Chapter 2, Problem 1RE

At time t in seconds, a particle’s distance s(t), in cm, from a point is given in the table. What is the average velocity of the particle from t = 3 to t = 10?

To determine

The average velocity of the particle from t = 3 to t = 10.

Answer to Problem 1RE

The average velocity of the particle from t = 3 to t = 10 is $\underset{\_}{10.286\text{ cm/sec}}$.

Explanation of Solution

Formula used:

Average velocity:

“If $s\left(t\right)$ is the position of an object at time t, then the average velocity of the object over the interval $a\le t\le b$ is, $\text{Average velocity}=\frac{\text{Change in position}}{\text{Change in time}}=\frac{s\left(b\right)-s\left(a\right)}{b-a}$”.

Calculation:

Obtain the average velocity of the particle from t = 3 to t = 10.

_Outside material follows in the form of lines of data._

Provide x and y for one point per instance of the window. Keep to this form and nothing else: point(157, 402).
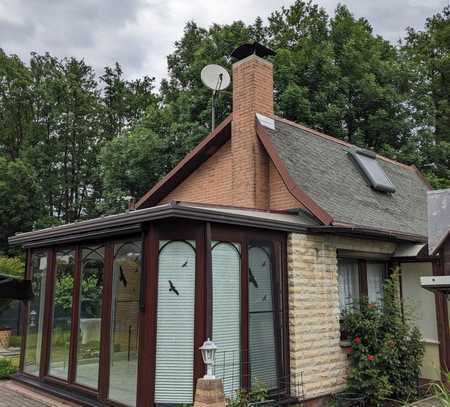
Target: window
point(348, 280)
point(124, 322)
point(263, 316)
point(175, 323)
point(36, 314)
point(90, 314)
point(360, 278)
point(62, 314)
point(226, 333)
point(367, 161)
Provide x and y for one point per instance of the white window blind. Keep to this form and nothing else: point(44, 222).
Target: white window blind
point(175, 323)
point(375, 282)
point(226, 270)
point(262, 349)
point(348, 280)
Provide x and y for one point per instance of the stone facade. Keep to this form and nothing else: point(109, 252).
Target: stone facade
point(315, 350)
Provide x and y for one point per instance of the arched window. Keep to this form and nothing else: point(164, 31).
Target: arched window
point(90, 311)
point(226, 330)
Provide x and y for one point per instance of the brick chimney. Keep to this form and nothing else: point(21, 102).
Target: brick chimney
point(252, 93)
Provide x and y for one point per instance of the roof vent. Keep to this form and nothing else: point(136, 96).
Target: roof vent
point(367, 162)
point(245, 50)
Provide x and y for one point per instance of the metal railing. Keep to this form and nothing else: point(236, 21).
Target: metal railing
point(260, 371)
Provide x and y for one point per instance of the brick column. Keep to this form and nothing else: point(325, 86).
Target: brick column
point(252, 93)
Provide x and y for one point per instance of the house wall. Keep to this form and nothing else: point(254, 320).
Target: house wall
point(315, 349)
point(422, 309)
point(210, 183)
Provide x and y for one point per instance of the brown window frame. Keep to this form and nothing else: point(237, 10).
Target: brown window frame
point(202, 233)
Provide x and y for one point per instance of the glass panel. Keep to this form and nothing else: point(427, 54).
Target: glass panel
point(175, 323)
point(348, 280)
point(35, 318)
point(375, 282)
point(262, 314)
point(124, 322)
point(88, 347)
point(226, 274)
point(62, 314)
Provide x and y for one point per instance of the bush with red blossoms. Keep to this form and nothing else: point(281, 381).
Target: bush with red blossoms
point(386, 352)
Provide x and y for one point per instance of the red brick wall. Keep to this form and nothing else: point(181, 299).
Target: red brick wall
point(252, 93)
point(210, 183)
point(241, 173)
point(280, 197)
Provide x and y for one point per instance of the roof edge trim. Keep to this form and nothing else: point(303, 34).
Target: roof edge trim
point(291, 185)
point(147, 199)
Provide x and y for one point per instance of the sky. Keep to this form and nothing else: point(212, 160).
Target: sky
point(139, 34)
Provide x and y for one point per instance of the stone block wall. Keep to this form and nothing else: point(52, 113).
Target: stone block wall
point(314, 330)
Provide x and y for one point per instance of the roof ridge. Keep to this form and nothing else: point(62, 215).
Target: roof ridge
point(342, 142)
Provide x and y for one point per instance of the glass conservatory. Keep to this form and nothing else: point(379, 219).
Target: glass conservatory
point(122, 304)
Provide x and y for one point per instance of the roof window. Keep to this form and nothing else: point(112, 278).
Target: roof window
point(367, 162)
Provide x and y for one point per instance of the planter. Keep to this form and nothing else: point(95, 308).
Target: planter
point(5, 336)
point(350, 400)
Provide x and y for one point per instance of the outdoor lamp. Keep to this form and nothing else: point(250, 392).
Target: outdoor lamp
point(208, 350)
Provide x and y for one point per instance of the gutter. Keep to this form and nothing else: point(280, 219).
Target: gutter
point(131, 222)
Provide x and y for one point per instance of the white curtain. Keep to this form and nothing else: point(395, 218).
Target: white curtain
point(226, 271)
point(348, 280)
point(262, 349)
point(375, 282)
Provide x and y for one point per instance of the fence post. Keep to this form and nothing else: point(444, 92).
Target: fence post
point(209, 393)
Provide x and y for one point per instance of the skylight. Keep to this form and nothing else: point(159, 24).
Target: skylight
point(367, 161)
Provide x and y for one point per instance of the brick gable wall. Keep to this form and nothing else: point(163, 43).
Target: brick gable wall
point(241, 173)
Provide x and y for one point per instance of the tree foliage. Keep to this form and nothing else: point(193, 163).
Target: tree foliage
point(81, 144)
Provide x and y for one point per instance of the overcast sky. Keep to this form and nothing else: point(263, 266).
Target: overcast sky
point(139, 34)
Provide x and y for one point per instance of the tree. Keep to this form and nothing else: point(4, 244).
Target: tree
point(19, 199)
point(426, 56)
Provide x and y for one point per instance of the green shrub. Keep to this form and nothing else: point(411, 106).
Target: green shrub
point(387, 352)
point(7, 368)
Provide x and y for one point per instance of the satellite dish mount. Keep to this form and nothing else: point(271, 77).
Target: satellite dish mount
point(216, 78)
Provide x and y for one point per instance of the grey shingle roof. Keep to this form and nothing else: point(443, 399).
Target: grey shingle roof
point(323, 168)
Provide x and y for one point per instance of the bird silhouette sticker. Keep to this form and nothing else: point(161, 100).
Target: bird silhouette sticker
point(172, 288)
point(122, 277)
point(252, 278)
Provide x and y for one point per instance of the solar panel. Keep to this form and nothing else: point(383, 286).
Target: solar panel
point(367, 161)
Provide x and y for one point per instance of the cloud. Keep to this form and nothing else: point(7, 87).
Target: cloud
point(139, 34)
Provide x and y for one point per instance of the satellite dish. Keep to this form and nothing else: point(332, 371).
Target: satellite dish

From the given table, it is observed that, $s\left(3\right)=72,\text{ and }s\left(10\right)=144$.

Here, a = 3 and b = 10.

Substitute a = 3, b = 10, $s\left(3\right)=72,\text{ and }s\left(10\right)=144$ in $\frac{s\left(b\right)-s\left(a\right)}{b-a}$.

$\begin{array}{c}\text{Average velocity}=\frac{s\left(10\right)-s\left(3\right)}{10-3}\\ =\frac{144-72}{10-3}\\ =\frac{72}{7}\\ =10.286\end{array}$

Thus, the average velocity of the particle from t = 3 to t = 10 is $\underset{\_}{10.286\text{ cm/sec}}$.